From User Growth to Monetisation Efficiency
Meta’s latest quarter shows a decisive shift in how the company grows its advertising business. Revenue climbed 33% year-on-year to USD 56.31 billion (approx. RM261.0 billion), while net income jumped 61% to USD 26.77 billion (approx. RM124.1 billion). Yet family daily active people rose only 4%, underscoring that Meta AI advertising gains now come less from new users and more from squeezing more value out of existing attention. The company’s ad revenue reached USD 55.02 billion (approx. RM255.1 billion), powered by a 19% increase in ad impressions and a 12% rise in average ad pricing. This combination signals aggressive ad revenue optimization: Meta is serving more ads and charging more per impression without needing a major audience expansion. As Reality Labs remains a drag on profitability, the Family of Apps—Facebook, Instagram, WhatsApp and Messenger—acts as the cash-generating core, increasingly driven by AI-enhanced digital ad targeting rather than pure scale.
How AI Supercharges Targeting, Prediction and Dependence
Meta is embedding AI into every layer of its ad stack, transforming how campaigns are planned, delivered and priced. Its systems now optimise ad targeting, campaign bidding, pricing efficiency, inventory utilisation, creative recommendations and automated delivery in a tightly integrated loop. The result is stronger performance prediction and more precise digital ad targeting, which in turn elevates advertiser return on ad spend. This performance edge is deepening advertiser dependence on Meta AI advertising tools. As AI handles more optimisation decisions, it becomes harder for brands to replicate similar outcomes on smaller platforms or through manual workflows. The launch of Meta ads AI connectors, open in beta, allows advertisers to plug Meta campaigns directly into their own AI agents without complex APIs. Combined with Meta AI for Business and the Muse Spark model, this tooling makes Meta’s ecosystem the default optimisation environment, increasing switching costs and locking advertisers into its black-box decisioning.
AI Pricing Power and the Feedback Loop Moat
Crucially, efficiency gains from Meta’s AI do not automatically translate into cheaper advertising.

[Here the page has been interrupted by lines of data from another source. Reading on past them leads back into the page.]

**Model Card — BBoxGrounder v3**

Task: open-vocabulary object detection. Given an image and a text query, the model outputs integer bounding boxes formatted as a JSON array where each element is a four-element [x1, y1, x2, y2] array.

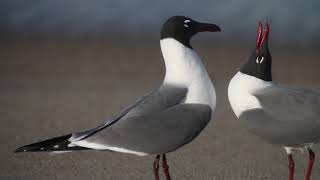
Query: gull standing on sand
[[15, 16, 220, 180], [228, 22, 320, 180]]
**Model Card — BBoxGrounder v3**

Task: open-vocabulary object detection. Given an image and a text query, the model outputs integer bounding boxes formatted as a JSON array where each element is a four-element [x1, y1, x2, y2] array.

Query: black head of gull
[[240, 21, 272, 81], [161, 16, 221, 49]]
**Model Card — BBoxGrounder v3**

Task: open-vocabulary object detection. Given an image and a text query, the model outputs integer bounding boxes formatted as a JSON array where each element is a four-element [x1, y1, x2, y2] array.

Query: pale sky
[[0, 0, 320, 44]]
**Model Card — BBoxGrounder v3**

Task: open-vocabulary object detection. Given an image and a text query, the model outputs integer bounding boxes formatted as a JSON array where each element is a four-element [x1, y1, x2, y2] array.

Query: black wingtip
[[13, 147, 26, 153]]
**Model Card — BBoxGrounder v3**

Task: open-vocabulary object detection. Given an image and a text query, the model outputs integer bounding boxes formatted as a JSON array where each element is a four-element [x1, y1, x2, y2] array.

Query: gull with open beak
[[228, 22, 320, 180]]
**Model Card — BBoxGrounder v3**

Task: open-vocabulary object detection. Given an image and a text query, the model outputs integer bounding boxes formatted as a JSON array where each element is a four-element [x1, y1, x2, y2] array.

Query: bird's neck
[[160, 38, 206, 86]]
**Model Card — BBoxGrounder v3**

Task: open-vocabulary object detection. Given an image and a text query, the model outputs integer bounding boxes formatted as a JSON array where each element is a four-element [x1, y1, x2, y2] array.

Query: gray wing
[[253, 85, 320, 123], [76, 104, 211, 154], [69, 86, 211, 154], [69, 85, 187, 141], [239, 85, 320, 145]]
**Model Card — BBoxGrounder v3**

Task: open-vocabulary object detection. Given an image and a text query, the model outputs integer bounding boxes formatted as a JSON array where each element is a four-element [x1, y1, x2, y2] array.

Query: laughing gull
[[15, 16, 220, 180], [228, 22, 320, 180]]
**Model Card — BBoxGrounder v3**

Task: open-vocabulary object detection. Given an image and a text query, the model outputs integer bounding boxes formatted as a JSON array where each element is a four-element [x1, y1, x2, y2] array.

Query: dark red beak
[[256, 21, 269, 53], [198, 23, 221, 32]]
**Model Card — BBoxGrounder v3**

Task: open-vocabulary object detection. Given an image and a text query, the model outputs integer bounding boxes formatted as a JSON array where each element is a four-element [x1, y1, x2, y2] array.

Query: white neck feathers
[[160, 38, 205, 86]]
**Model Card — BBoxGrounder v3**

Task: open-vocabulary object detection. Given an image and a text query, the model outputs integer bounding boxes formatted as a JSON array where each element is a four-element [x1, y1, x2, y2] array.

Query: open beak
[[198, 23, 221, 32], [256, 21, 269, 53]]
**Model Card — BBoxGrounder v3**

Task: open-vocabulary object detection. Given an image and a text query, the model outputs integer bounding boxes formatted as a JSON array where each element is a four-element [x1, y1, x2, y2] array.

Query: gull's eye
[[256, 57, 264, 64], [183, 19, 191, 28]]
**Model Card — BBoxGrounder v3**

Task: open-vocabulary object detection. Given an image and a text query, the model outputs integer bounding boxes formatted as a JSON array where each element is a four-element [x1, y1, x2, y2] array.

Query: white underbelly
[[185, 81, 216, 111]]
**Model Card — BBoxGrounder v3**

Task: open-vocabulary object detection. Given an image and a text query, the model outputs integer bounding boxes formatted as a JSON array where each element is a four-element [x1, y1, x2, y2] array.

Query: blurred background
[[0, 0, 320, 180]]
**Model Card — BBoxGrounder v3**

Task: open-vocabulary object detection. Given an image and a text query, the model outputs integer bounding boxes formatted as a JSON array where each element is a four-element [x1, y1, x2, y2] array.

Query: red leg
[[162, 154, 171, 180], [288, 154, 294, 180], [304, 148, 315, 180], [153, 155, 160, 180]]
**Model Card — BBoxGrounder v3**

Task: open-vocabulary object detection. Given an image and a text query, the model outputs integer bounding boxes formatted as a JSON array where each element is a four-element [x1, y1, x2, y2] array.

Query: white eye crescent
[[256, 57, 264, 64]]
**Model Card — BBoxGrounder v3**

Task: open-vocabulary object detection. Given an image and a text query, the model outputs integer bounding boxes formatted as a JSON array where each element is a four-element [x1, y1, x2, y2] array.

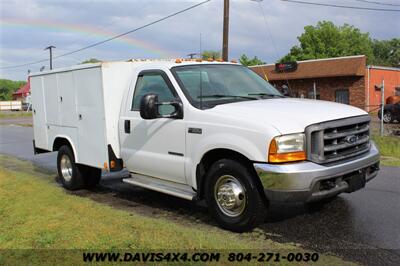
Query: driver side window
[[131, 73, 175, 115]]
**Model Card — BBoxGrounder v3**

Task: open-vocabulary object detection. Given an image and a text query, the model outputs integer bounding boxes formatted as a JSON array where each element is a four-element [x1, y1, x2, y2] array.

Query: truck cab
[[32, 60, 379, 232]]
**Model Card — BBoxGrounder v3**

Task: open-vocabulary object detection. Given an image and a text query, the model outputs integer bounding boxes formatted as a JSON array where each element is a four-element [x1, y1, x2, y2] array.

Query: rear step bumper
[[254, 142, 380, 202]]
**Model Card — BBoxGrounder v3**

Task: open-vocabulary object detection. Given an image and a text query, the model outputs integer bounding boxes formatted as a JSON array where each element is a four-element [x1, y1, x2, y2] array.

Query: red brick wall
[[270, 77, 366, 109]]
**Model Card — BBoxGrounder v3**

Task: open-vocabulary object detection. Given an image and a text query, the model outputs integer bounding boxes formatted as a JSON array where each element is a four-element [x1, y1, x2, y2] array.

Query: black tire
[[83, 166, 101, 188], [205, 159, 267, 232], [57, 145, 85, 190]]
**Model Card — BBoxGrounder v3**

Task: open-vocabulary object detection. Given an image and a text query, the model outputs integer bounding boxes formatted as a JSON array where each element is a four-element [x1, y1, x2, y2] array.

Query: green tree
[[201, 50, 222, 60], [280, 21, 374, 62], [0, 79, 26, 101], [239, 54, 265, 66], [370, 38, 400, 67], [81, 58, 102, 64]]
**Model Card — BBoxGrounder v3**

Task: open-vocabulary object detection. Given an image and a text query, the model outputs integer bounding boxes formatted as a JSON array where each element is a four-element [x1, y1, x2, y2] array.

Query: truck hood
[[209, 98, 367, 134]]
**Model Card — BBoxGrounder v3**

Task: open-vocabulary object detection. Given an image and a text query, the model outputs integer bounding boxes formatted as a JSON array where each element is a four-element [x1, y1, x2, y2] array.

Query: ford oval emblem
[[344, 135, 358, 144]]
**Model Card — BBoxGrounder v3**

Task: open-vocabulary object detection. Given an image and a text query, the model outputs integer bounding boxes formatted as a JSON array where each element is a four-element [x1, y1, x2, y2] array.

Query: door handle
[[124, 120, 131, 134]]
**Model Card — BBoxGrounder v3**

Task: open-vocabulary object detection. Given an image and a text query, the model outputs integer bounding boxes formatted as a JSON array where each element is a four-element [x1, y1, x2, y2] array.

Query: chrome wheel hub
[[60, 154, 72, 182], [214, 175, 247, 217]]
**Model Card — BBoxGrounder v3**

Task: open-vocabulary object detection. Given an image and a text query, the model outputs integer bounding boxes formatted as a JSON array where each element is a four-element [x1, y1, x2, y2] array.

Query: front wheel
[[205, 159, 267, 232]]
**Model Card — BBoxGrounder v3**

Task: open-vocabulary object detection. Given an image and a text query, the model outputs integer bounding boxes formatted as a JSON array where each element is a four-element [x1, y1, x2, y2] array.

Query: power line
[[0, 0, 211, 69], [280, 0, 400, 12], [354, 0, 400, 6]]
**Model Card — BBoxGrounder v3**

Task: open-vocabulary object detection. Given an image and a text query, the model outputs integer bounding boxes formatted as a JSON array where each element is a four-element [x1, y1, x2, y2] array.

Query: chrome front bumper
[[254, 142, 380, 202]]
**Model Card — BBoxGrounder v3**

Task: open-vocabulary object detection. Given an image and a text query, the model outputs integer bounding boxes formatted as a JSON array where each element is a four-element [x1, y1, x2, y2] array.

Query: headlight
[[268, 133, 307, 163]]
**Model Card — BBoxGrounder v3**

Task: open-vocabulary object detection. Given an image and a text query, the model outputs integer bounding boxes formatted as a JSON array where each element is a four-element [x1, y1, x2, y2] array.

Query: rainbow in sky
[[0, 18, 174, 58]]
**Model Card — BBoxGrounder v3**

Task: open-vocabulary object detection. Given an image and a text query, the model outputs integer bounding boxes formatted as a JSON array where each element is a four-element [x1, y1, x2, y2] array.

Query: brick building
[[251, 55, 400, 110]]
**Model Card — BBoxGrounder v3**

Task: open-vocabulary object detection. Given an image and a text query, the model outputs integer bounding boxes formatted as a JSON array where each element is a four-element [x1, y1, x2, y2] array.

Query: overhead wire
[[0, 0, 211, 69]]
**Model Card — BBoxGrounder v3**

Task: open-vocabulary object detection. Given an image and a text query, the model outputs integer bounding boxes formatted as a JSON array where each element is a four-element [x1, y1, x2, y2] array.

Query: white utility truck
[[31, 60, 379, 232]]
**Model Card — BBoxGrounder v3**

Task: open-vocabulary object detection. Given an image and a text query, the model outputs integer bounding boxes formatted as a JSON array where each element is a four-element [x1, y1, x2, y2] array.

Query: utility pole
[[44, 45, 56, 70], [187, 53, 197, 59], [380, 79, 385, 136], [222, 0, 229, 61]]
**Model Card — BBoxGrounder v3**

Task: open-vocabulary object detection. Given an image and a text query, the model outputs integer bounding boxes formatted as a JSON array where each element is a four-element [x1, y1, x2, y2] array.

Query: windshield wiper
[[197, 94, 257, 100], [248, 92, 285, 98]]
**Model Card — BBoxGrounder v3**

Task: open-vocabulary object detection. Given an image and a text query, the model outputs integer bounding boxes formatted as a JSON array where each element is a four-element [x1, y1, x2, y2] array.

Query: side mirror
[[140, 93, 183, 119]]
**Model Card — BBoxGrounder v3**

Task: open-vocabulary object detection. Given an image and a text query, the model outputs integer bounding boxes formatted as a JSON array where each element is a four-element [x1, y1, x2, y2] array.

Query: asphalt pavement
[[0, 125, 400, 265]]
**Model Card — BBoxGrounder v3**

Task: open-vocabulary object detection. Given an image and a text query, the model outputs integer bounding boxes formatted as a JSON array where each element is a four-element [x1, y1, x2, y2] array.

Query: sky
[[0, 0, 400, 80]]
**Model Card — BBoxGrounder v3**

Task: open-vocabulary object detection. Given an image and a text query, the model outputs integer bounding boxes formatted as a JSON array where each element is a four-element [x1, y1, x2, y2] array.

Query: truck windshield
[[172, 64, 284, 109]]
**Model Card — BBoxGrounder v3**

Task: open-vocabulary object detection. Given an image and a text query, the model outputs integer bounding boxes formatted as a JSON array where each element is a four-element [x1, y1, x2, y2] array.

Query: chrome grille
[[306, 115, 371, 164]]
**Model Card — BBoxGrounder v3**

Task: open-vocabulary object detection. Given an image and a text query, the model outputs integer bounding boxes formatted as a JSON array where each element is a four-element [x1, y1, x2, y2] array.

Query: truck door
[[120, 70, 186, 184]]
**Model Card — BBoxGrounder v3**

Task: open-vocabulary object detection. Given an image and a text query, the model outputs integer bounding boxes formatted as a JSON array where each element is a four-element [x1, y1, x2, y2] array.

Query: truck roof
[[29, 59, 237, 77]]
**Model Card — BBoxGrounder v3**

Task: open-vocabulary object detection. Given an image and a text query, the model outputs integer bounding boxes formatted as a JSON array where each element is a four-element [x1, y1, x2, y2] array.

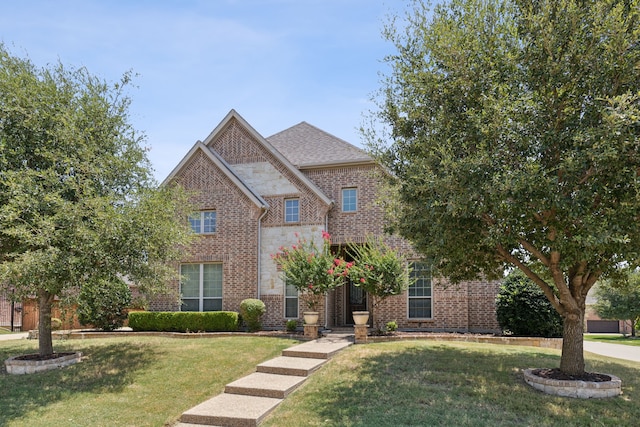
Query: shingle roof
[[266, 122, 373, 168]]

Instead, better optimisation has given the company AI pricing power. With campaigns performing more effectively, advertisers are willing to pay higher average prices—reflected in the 12% increase in ad pricing—because the marginal return on spend still looks attractive. This dynamic creates a powerful feedback loop. Superior AI performance attracts more ad spend, which funds further investment in models, data and infrastructure. Meta’s capital expenditure forecast of USD 125–145 billion (approx. RM580–673 billion) signals its intent to outspend rivals on the compute, data centres and automated systems that underpin ad revenue optimization. As the AI engine improves, Meta can both increase ad load and steadily raise effective CPMs, reinforcing a moat where the best-performing platform also becomes the most expensive—and remains worth it for performance-driven marketers.

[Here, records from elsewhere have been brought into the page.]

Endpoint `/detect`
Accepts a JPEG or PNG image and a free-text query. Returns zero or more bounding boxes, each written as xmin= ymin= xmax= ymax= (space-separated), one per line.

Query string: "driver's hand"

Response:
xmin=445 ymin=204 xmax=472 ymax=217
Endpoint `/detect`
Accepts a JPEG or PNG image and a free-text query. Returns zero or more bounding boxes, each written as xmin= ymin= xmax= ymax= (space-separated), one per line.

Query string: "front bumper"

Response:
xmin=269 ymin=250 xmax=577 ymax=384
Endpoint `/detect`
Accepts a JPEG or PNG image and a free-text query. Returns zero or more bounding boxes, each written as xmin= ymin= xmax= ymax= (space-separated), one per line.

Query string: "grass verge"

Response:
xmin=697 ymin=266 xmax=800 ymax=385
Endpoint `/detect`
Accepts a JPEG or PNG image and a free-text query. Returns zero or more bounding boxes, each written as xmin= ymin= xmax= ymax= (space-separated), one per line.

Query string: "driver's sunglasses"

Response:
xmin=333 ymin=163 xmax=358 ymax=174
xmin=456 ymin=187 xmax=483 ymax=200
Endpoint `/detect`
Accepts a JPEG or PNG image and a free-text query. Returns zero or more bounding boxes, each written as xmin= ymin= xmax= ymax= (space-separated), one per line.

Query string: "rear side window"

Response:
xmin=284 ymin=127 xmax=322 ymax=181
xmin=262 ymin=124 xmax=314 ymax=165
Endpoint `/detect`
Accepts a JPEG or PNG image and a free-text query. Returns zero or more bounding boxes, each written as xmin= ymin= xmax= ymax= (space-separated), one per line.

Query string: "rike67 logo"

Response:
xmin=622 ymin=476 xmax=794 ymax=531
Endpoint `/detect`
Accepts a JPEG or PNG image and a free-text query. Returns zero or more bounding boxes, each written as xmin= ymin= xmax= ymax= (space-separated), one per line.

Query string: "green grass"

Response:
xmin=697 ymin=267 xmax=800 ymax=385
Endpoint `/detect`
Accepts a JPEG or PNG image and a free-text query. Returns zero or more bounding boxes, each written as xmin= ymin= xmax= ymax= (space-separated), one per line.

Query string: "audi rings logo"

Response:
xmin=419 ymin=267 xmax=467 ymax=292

Infrastructure Scale and AI as Operating System
Meta’s escalating infrastructure budget highlights a strategic pivot: the real platform race is moving from consumer apps to AI infrastructure. With operating cash flow of USD 32.23 billion (approx. RM149.4 billion) and free cash flow of USD 12.39 billion (approx. RM57.4 billion), the company can sustain outsized investment in data centres and models that power its advertising engine. Mark Zuckerberg’s vision of delivering “personal superintelligence” is not just about user-facing assistants; it is about turning AI into the operating system for Meta’s commercial infrastructure. AI-native campaign optimisation, automated workflows, and built-in measurement frameworks make the platform increasingly sticky. Advertisers benefit from automation and performance, but they also cede more control over targeting logic, attribution and tactical decisions. As AI systems grow more complex and opaque, the balance of power tilts further toward platforms that can afford to build and run massive, proprietary optimisation engines.
Implications for Smaller Platforms and Independent Publishers
Meta’s AI-driven momentum has far-reaching consequences for the broader digital advertising ecosystem. Platforms without comparable data scale and infrastructure budgets will struggle to match its optimisation capabilities. This creates a widening performance gap where Meta’s networks deliver superior results, reinforcing advertiser loyalty and diverting budgets away from independent publishers and smaller ad platforms. For these challengers, competing on pure performance becomes increasingly difficult. Their options narrow to specialising in niche audiences, differentiated content or privacy-centric approaches that do not rely on hyperscale AI. At the same time, advertisers using Meta’s AI stack risk becoming locked into a single, opaque optimisation environment. Cross-platform campaign portability, independent measurement and negotiating leverage can erode as Meta’s ad engine centralises more decision-making. The next phase of digital ad targeting may thus be defined not just by who has the best AI, but by how much strategic flexibility advertisers are willing to trade for performance.